On a side note, another option could be to perform detailed analysis to evaluate the customers application estate on a fixed-price basis to fully define this stage which would then lower the delivery risk and tolerance required which in turn would make a fixed price Migration phase more viable.
It’s everyone’s responsibility to understand and deliver against the contract type
Ultimately, it’s down to the project delivery team to bring the contract to life and to manage the project in a way that’s consistent with what has been agreed. This isn’t solely the Project Manager’s responsibility; it’s everyone’s within the project team.
An easy example to illustrate how management differs between contract types can be found when we look at issue management. Let’s say a task takes longer than required due to a unforeseen issue that’s arisen in a project. A fixed-price project would determine that additional resource to manage that delay is at the expense of the seller due to scope and cost being fixed which is where the delivery tolerance/ contingency comes in handy.

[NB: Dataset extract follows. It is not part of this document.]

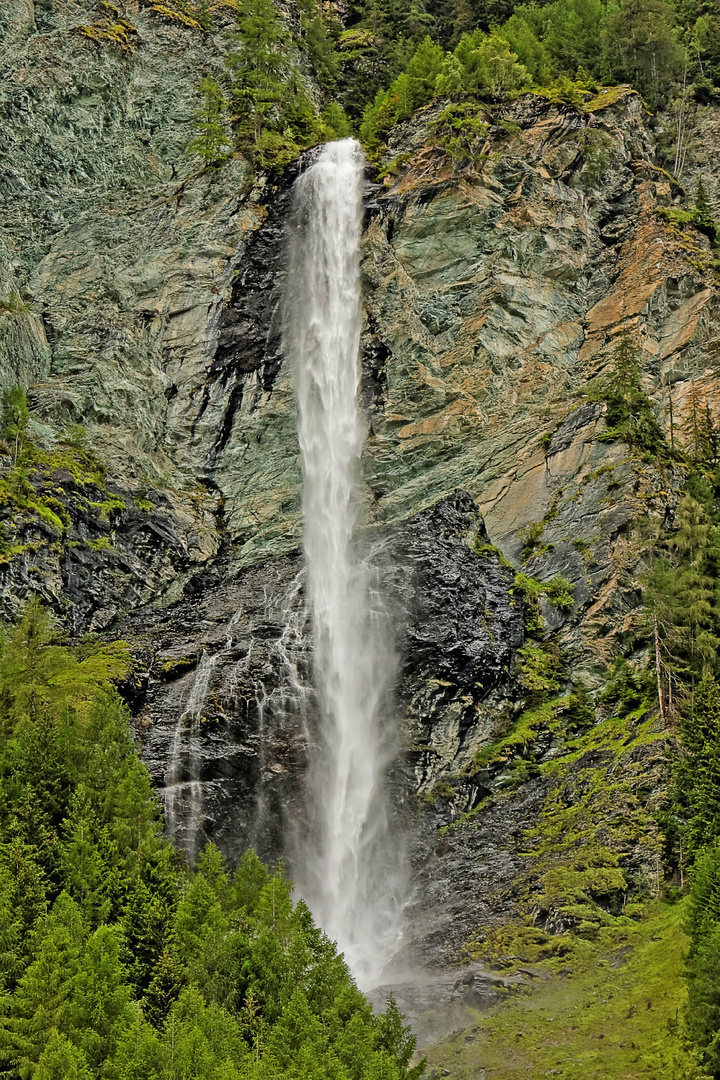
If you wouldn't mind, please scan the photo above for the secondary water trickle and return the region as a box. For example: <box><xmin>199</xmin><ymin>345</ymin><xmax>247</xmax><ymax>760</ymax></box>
<box><xmin>284</xmin><ymin>139</ymin><xmax>402</xmax><ymax>987</ymax></box>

On the other hand, this same scenario on a T&M project would instead need to be resourced by the buyer through the use of a commercial RfC. This needs to be understood across the project team as this scenario shows us how the contract type determines how issues are managed and mitigated through the lifecycle of a project at all management layers and who’s going to be responsible for those unplanned costs.
Governance is Paramount
Last but not least, it’s blindingly obvious and extremely important to point out that all these conversations and considerations around project contract types are only as good as the paper it’s written on! The Project Initiation Document and Statement of Work along with all supporting contract documents should all be consistent and tell the same story. Transparency is key as this provides the project with the best foundations possible to be successful.